Sequence representation as an early step in the evolution of language

Human language is unique in its compositional, open-ended, and sequential form, and its evolution is often solely explained by advantages of communication. However, it has proven challenging to identify an evolutionary trajectory from a world without language to a world with language, especially while at the same time explaining why such an advantageous phenomenon has not evolved in other animals. Decoding sequential information is necessary for language, making domain-general sequence representation a tentative basic requirement for the evolution of language and other uniquely human phenomena. Here, using formal evolutionary analyses of the utility of sequence representation we show that sequence representation is exceedingly costly and that current memory systems found in animals may prevent abilities necessary for language to emerge. For sequence representation to evolve, flexibility allowing for ignoring irrelevant information is necessary. Furthermore, an abundance of useful sequential information and extensive learning opportunities are required, two conditions that were likely fulfilled early in human evolution. Our results provide a novel, logically plausible trajectory for the evolution of uniquely human cognition and language, and support the hypothesis that human culture is rooted in sequential representational and processing abilities.
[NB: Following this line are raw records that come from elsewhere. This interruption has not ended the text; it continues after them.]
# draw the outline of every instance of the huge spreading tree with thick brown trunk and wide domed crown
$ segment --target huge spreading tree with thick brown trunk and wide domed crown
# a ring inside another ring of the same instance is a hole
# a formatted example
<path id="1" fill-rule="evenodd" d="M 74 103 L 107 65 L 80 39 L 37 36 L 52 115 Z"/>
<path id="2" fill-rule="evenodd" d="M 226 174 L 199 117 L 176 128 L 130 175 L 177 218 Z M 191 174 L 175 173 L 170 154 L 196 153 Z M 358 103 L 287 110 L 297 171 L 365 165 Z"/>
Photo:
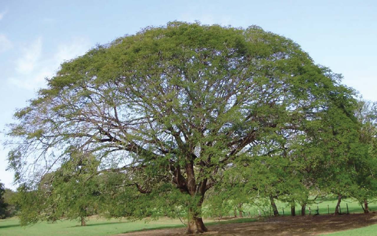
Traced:
<path id="1" fill-rule="evenodd" d="M 30 183 L 74 146 L 97 158 L 97 174 L 129 175 L 123 187 L 151 199 L 164 189 L 166 202 L 186 210 L 189 233 L 207 231 L 206 191 L 266 137 L 326 110 L 329 96 L 349 98 L 338 79 L 292 40 L 257 26 L 146 28 L 64 62 L 15 114 L 9 165 Z M 141 207 L 124 214 L 149 213 Z"/>

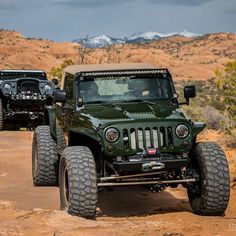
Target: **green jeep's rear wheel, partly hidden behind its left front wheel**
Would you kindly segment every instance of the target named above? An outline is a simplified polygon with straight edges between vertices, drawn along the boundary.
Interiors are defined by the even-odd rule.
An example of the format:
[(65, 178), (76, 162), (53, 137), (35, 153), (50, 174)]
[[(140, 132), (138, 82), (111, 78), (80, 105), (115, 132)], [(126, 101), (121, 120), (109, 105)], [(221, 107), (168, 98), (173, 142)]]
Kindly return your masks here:
[(49, 126), (38, 126), (32, 145), (32, 175), (36, 186), (58, 185), (58, 154)]

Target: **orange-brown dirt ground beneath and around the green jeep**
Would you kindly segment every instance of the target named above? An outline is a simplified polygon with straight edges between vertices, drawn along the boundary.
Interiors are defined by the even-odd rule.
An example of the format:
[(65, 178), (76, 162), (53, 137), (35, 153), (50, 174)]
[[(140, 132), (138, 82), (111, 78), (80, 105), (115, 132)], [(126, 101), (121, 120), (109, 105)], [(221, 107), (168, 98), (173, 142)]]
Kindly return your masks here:
[(100, 194), (97, 220), (59, 210), (53, 187), (33, 187), (32, 132), (0, 133), (0, 236), (5, 235), (236, 235), (236, 192), (223, 217), (194, 215), (185, 189), (151, 193), (117, 188)]

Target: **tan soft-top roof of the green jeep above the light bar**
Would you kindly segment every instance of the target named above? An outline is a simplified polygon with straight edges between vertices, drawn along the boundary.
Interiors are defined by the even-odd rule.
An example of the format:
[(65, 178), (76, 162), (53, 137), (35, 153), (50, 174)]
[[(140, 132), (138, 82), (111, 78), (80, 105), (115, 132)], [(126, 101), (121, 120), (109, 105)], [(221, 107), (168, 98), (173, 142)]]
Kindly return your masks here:
[(123, 70), (144, 70), (158, 69), (158, 67), (145, 63), (114, 63), (114, 64), (87, 64), (87, 65), (70, 65), (65, 68), (65, 72), (76, 74), (80, 72), (96, 71), (123, 71)]

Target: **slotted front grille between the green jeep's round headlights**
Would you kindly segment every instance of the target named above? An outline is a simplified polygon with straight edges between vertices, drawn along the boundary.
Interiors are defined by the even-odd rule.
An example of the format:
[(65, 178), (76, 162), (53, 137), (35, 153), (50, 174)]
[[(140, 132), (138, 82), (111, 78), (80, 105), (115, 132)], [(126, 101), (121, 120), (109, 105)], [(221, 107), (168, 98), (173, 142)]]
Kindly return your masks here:
[(160, 148), (173, 145), (172, 127), (140, 127), (123, 129), (123, 143), (126, 150)]

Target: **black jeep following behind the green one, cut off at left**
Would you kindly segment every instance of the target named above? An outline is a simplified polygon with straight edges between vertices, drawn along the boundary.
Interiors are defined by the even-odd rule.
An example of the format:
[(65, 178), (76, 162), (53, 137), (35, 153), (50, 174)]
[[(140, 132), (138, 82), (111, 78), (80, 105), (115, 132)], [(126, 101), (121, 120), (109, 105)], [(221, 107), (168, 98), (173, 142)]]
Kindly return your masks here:
[(41, 124), (54, 87), (42, 70), (0, 70), (0, 130)]

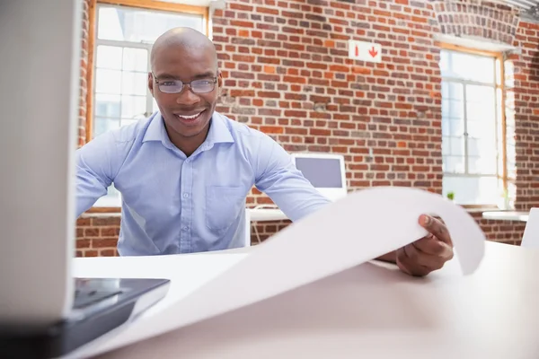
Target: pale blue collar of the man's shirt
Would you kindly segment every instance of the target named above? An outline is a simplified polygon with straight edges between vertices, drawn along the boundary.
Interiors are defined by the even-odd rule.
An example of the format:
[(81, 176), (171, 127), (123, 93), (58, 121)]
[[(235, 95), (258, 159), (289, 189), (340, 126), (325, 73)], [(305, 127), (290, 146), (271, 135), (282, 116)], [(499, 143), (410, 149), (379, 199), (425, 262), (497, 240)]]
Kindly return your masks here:
[[(166, 133), (166, 128), (164, 127), (163, 117), (159, 111), (155, 112), (150, 118), (150, 124), (146, 129), (146, 134), (144, 135), (142, 142), (147, 141), (161, 141), (163, 145), (167, 148), (172, 148), (174, 145), (171, 143), (171, 140)], [(211, 118), (211, 125), (209, 127), (208, 136), (206, 137), (206, 144), (208, 147), (212, 147), (214, 144), (220, 143), (234, 143), (234, 138), (230, 133), (230, 129), (226, 126), (225, 118), (216, 111)]]

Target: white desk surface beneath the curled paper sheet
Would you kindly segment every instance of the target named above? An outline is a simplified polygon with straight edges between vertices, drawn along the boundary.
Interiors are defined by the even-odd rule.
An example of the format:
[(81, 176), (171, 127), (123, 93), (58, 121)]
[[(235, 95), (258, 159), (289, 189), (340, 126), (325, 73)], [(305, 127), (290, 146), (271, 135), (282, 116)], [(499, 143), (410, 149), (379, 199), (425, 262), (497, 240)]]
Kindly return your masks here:
[(488, 242), (473, 276), (457, 267), (366, 263), (102, 357), (539, 358), (539, 250)]

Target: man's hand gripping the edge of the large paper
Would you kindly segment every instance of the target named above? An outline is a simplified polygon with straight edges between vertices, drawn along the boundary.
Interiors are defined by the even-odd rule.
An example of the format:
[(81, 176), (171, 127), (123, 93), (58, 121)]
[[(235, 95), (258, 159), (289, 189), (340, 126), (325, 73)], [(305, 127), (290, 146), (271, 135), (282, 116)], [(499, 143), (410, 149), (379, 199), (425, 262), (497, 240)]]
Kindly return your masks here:
[(429, 215), (421, 215), (420, 224), (429, 235), (396, 251), (397, 266), (411, 276), (427, 276), (453, 258), (453, 242), (446, 224)]

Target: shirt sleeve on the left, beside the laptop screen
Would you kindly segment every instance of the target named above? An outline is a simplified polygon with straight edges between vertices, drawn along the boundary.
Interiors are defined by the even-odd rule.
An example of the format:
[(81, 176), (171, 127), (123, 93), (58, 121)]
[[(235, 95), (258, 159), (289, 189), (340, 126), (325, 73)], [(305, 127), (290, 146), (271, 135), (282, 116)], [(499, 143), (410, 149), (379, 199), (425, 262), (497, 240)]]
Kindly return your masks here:
[(75, 153), (76, 218), (107, 194), (119, 170), (119, 151), (112, 131), (97, 136)]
A test of memory for stimulus sequences in great apes

Identifying cognitive capacities underlying the human evolutionary transition is challenging, and many hypotheses exist for what makes humans capable of, for example, producing and understanding language, preparing meals, and having culture on a grand scale. Instead of describing processes whereby information is processed, recent studies have suggested that there are key differences between humans and other animals in how information is recognized and remembered. Such constraints may act as a bottleneck for subsequent information processing and behavior, proving important for understanding differences between humans and other animals. We briefly discuss different sequential aspects of cognition and behavior and the importance of distinguishing between simultaneous and sequential input, and conclude that explicit tests on non-human great apes have been lacking. Here, we test the memory for stimulus sequences-hypothesis by carrying out three tests on bonobos and one test on humans. Our results show that bonobos' general working memory decays rapidly and that they fail to learn the difference between the order of two stimuli even after more than 2,000 trials, corroborating earlier findings in other animals. However, as expected, humans solve the same sequence discrimination almost immediately. The explicit test on whether bonobos represent stimulus sequences as an unstructured collection of memory traces was not informative as no differences were found between responses to the different probe tests. However, overall, this first empirical study of sequence discrimination on non-human great apes supports the idea that non-human animals, including the closest relatives to humans, lack a memory for stimulus sequences. This may be an ability that sets humans apart from other animals and could be one reason behind the origin of human culture.